Isabelle Huppert has been making films for over half a century and audiences have built up such an implicit trust in her that it's hard to believe that the French legal system would ever doubt her character's word. Director Jean-Paul Salomé relies heavily on this sense of outrage in recounting the case of Maureen Kearney, the Irish trade unionist whose 2012 rape claim was dismissed as fantasy after she had exposed plans for an exchange of nuclear technology between companies in France and China.

La Syndicaliste

Drawing on a book by journalist Caroline Michel-Aguirre, the drama divides into two sections. The first focusses on Kearney's determination to force Areva CEO, Luc Oursel (Yvan Attal), into admitting that his secret negotiations would risk thousands of jobs. Following the early morning attack that saw Kearney bound to a chair and violated with a knife handle, the second half centres on the police investigation led by Adjudant-Chef Brémont (Pierre Deladonchamps) that was as slipshod as it was misogynist.

Opting against attempting an Irish accent, Huppert gives a masterclass in inscrutable intensity. But her impassive stoicism makes her rather remote, even though this pays dividends by highlighting the grotesqueness of the police conclusion that Kearney had not acted like a proper rape victim. Indeed, events are outlined in such a connivingly controlled manner that it's difficult to ignore the buttons being pushed as sources of indignation are slotted into the storyline.
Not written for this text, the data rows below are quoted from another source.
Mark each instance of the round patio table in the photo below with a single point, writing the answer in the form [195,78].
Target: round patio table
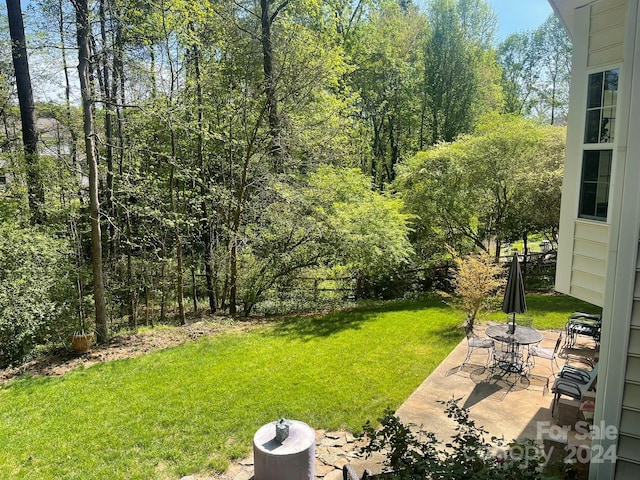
[522,335]
[511,359]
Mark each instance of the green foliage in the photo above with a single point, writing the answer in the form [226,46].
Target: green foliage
[196,407]
[536,69]
[476,281]
[500,183]
[412,455]
[335,220]
[33,286]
The sleek camerawork and precision editing capably reinforce this sense of institutionalised sexism and injustice. Yet neither has much stylistic impact on Salomé's storytelling, which has the brisk accessibility of a TV-movie, hence the usually dependable Attal going to Mach 4 to convey Oursel's contempt, and the bespectacled Huppert's climactic gaze into the lens to make sure that the message has hit home.

Presenting a shocking case with conviction and care, this admirably acted true-life indictment of endemic chauvinism across French society lacks the intrigue, grit, and fury to provoke as it should.